Global Stocks, Bond Yields Slip
By Will Horner
European stocks edged down after a mixed session in Asia on Thursday, while government bonds yields dipped, as fears of a protracted trade dispute between the U.S. and China led investors to fear a hit to the global economy.
The Stoxx Europe 600 slipped 0.2% in the opening minutes of trade, while the yield on the U.S. 10-year Treasury note fell to 2.358%, flirting with its lowest level since December 2017. The yield on 10-year German government bonds fell deeper in negative territory Thursday and was last at -0.116%.
Yields fall as investors drive up the price of government bonds, considered havens amid growth concerns.
Investors dialed back hopes for a U.S.-China trade deal after President Trump signed an executive order Wednesday allowing the U.S. to ban telecommunications network equipment and services from "foreign adversaries." While not naming any particular country or company, officials said its targets were likely Chinese technology companies Huawei and ZTE.
That came just a day after moves by the Trump administration to postpone a decision on whether to impose tariffs on automobiles had sparked a small market rally for U.S. and European stocks.
The Stoxx 600's auto and parts subindex led the index lower Thursday, with a drop of 1.1%. European car companies Peugeot, Daimler and Porsche all fell more than 1.8%, largely erasing gains made in the previous session on the news of the delayed tariff decision.
In Asia, Japan's Nikkei fell 0.6% and shares on Korea's Kospi dropped 1.2%. Indexes in mainland China and Hong Kong made modest gains after paring earlier losses.
In the U.S., futures pointed to opening drops of 0.3% for both the S&P 500 and the Dow Jones Industrial Average.
Even without the U.S.-China trade dispute, global growth was facing a range of headwinds, according to strategists at UBS in a note Thursday.
"Chinese fiscal stimulus is likely to have peaked, unless the U.S. actually does impose higher tariffs on Chinese exports.

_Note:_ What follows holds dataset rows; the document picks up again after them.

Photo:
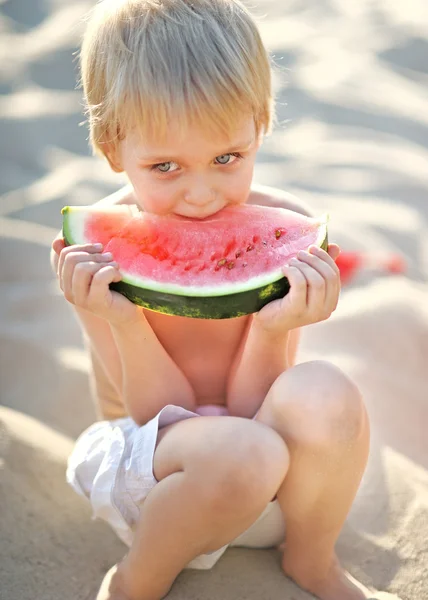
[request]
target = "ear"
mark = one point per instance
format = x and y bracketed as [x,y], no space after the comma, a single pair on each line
[113,155]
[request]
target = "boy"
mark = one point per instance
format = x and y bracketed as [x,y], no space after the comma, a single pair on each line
[211,436]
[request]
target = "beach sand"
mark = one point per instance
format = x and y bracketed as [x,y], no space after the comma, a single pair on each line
[352,139]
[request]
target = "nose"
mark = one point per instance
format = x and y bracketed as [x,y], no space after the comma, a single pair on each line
[199,192]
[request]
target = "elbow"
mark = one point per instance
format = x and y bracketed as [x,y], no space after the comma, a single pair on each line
[54,258]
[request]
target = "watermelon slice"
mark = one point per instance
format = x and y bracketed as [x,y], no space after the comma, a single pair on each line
[227,265]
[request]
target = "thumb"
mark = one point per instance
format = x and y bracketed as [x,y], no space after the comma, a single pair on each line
[333,251]
[57,245]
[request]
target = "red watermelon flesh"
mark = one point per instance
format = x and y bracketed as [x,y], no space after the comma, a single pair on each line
[237,245]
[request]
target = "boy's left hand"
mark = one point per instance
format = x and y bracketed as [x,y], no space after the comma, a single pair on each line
[314,292]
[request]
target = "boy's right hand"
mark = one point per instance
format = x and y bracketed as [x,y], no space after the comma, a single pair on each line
[84,274]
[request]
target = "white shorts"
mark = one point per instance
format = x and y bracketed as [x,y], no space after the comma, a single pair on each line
[112,465]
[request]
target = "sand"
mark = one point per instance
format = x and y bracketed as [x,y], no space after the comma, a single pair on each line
[352,139]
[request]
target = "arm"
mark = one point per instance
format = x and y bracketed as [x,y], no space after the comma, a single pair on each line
[270,343]
[138,367]
[150,378]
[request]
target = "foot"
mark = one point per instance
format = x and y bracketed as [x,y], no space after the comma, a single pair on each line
[118,585]
[111,586]
[337,584]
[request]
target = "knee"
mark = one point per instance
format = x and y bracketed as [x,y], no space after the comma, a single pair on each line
[243,470]
[317,402]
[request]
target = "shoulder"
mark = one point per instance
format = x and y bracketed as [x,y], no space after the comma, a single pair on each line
[269,196]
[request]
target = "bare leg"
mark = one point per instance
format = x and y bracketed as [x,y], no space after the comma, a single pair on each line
[216,475]
[320,415]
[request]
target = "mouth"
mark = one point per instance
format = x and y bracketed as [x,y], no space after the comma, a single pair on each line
[202,216]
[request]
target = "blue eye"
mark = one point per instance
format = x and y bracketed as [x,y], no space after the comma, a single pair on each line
[166,167]
[227,159]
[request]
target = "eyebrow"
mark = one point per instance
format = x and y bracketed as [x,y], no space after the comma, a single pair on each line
[243,147]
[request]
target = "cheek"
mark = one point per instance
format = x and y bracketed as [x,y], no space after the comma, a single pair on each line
[154,198]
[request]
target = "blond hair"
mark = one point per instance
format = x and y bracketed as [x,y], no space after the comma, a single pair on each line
[147,62]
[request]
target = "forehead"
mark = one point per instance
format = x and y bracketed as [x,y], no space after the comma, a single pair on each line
[193,139]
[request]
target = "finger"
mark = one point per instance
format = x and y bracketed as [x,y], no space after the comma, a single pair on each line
[326,267]
[333,251]
[316,284]
[326,257]
[71,259]
[82,278]
[58,244]
[99,293]
[297,295]
[88,248]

Future tariffs on EU autos are expected to be levied, and we are now more cognizant of downside risk here given volatility around U.S.-China trade negotiations, " the strategists wrote.

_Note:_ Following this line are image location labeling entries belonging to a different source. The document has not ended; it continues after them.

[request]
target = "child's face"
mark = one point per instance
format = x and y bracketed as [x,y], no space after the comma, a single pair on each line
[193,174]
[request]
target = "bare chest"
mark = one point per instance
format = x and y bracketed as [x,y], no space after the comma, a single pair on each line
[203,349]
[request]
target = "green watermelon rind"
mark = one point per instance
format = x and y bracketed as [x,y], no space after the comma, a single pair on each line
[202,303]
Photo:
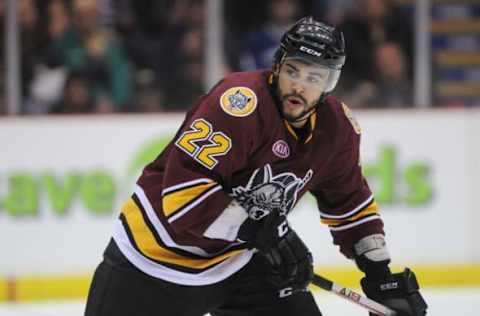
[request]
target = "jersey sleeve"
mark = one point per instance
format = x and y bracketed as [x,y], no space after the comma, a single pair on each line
[209,148]
[344,199]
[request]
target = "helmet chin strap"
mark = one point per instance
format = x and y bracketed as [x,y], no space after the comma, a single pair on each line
[276,93]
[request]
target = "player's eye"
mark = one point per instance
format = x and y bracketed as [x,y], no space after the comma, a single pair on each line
[313,79]
[292,73]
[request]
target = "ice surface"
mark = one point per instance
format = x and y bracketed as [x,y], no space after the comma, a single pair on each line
[442,302]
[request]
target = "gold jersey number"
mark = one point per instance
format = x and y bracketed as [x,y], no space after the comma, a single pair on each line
[202,144]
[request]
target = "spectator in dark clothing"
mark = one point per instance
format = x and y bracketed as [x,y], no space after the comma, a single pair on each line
[376,22]
[262,43]
[77,97]
[391,87]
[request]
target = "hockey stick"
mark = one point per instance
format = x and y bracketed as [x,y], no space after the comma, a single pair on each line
[352,296]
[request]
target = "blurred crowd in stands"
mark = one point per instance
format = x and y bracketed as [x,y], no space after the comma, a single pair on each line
[103,56]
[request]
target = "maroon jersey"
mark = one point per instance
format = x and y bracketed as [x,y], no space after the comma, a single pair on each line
[234,148]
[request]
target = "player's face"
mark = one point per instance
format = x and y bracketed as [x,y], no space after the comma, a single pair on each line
[300,86]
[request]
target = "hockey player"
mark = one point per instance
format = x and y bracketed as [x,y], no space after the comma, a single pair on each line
[206,229]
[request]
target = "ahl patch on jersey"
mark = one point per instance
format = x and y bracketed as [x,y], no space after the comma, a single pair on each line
[239,101]
[351,118]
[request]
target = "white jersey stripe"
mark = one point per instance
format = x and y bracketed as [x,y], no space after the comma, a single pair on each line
[186,184]
[215,274]
[161,230]
[353,224]
[348,214]
[206,194]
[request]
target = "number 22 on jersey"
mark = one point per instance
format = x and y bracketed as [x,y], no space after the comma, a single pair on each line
[202,144]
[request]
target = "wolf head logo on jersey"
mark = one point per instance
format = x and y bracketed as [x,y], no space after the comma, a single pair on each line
[238,100]
[265,192]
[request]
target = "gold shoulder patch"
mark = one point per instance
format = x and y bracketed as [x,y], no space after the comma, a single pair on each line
[239,101]
[351,118]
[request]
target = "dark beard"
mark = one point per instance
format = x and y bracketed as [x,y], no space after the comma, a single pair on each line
[307,108]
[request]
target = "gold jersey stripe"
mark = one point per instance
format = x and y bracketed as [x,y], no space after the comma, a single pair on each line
[371,209]
[174,201]
[146,243]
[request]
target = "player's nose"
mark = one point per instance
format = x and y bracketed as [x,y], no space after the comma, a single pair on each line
[298,87]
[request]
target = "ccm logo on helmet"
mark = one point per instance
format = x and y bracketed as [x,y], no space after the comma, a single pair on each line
[310,51]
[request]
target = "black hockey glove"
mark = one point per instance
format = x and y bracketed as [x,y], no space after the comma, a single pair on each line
[399,291]
[291,261]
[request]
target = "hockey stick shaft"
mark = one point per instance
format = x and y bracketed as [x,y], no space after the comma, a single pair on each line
[352,296]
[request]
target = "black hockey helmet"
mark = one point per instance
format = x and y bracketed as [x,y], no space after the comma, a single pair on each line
[314,42]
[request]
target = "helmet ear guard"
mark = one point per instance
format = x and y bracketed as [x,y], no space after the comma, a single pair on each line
[316,43]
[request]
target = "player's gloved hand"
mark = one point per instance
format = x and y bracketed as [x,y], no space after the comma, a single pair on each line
[399,291]
[291,261]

Apparent progress from the trade negotiations between the U.S. and China had prompted a period of relative calm for global markets this year, following a sharp bout of volatility at the end of 2018.
But a recent escalation of tensions between Beijing and Washington has taken investors largely by surprise, and markets have become highly sensitive to Mr. Trump's frequently changing messages on trade, said Jasper Lawler, Head of Research at London Capital Group.

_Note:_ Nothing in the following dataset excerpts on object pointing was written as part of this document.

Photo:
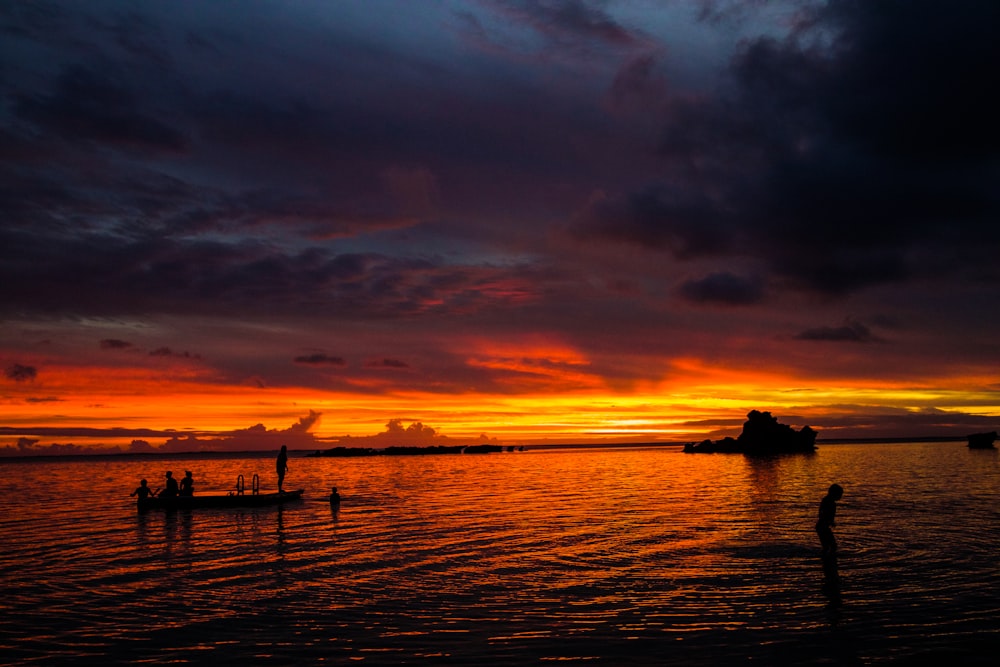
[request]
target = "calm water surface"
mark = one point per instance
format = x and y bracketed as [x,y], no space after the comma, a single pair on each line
[603,556]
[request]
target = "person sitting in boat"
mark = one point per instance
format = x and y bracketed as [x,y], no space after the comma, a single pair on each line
[143,491]
[187,484]
[282,465]
[170,490]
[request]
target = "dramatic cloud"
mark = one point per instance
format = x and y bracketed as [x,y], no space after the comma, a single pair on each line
[320,359]
[499,217]
[850,332]
[723,288]
[20,372]
[115,344]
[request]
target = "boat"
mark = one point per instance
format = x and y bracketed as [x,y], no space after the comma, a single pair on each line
[227,501]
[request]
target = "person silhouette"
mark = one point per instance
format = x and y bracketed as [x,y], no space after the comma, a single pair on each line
[827,520]
[187,484]
[143,490]
[170,490]
[282,465]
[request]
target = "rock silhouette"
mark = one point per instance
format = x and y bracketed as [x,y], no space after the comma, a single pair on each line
[762,434]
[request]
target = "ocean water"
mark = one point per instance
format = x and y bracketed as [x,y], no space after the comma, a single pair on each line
[643,556]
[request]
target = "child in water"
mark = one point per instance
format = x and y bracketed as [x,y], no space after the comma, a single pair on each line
[187,484]
[826,521]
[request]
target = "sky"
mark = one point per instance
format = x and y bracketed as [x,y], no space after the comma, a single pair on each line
[233,224]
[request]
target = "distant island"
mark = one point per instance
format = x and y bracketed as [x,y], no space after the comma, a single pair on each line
[762,434]
[982,440]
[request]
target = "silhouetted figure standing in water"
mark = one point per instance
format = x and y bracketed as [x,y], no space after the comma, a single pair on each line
[170,490]
[827,519]
[143,491]
[282,464]
[187,484]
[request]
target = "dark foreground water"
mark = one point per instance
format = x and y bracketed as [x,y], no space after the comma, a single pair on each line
[603,556]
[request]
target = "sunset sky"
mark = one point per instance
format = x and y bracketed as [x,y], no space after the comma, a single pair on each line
[527,220]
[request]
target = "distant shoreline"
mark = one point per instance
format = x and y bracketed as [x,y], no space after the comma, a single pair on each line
[311,453]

Mr. Trump's comments are "almost single-handedly driving the markets right now," he said. "The President's almost haphazard approach, of sounding optimistic over trade talks before turning confrontational--that is creating high levels of uncertainty and volatility."
The WSJ Dollar Index, which measures the dollar against a basket of currencies, was flat.
Brent crude oil, the global benchmark, was up 0.4% at $72.04 a barrel. Gold was up slightly at $1,298.05 a troy ounce.